Мы спускаемся вниз — там в обширном подвале, в своего рода преисподней, то, что очень условно может быть названо рестораном парламента. Мы идем коридором вдоль длинного ряда дверей — такое впечатление, что за дверьми крохотные комнатки, комнатки-соты. Если свыкнуться с тем, что мы находимся в ресторане, то такого рода комнатки-номера служат прибежищем флирта. Иногда дверь распахивается, и в коридор выкатывается столик на колесах, уставленный дымящимися блюдами, еще дымящимися.
— Простите, это... тоже парламент?
— Да, разумеется, — улыбается Дэвис. — Не похоже?
Двери напротив тоже распахнуты — оттуда доносится шипение и запах — кухня там. Впрочем, если говорить точнее, кухня не столько там, сколько здесь. В этих комнатах-сотах возникает многое из того, что по сложной системе лифтов и лестниц потом поднимается наверх, чтобы заявить о себе, как о мнении Вестминстера.
Мы входим в зал и занимаем место за столиком. Большое здание парламента над нами, и его дыхание, усиленное репродукторами, доносится до нас. Вместе с гулом голосов слышатся и несильные удары грома — гроза приближается к Лондону.
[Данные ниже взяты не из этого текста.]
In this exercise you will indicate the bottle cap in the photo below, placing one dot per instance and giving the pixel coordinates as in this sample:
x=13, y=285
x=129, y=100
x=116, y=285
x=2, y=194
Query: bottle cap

— Я сейчас все вспомню, — говорит Дэвис. — Я приехал в Россию в двадцать первом. Помню, когда поезд шел из Риги в Москву, он остановился в открытом поле и простоял полдня. Я спросил, что могло задержать поезд так долго. Мне сказали: нет угля. Я все понял: и как трудно стране, в которую я приехал, и в какой мере важен для нее труд людей, добывающих уголь. Я недолго оставался в Москве и уехал в Донбасс. Осенью двадцать второго в Москве собрались инженеры-горняки. Совещание происходило в Кремле. Был там и я. В перерыве подходит ко мне Надежда Крупская: «Товарищ Дэвис, о вашей работе в Донбассе знает Владимир Ильич. Здоровье не позволяет ему прийти сюда. Не могли бы вы побывать у него?» Я спросил: «Он так хочет?» — «Да, очень», — ответила она. Я пошел к Ленину...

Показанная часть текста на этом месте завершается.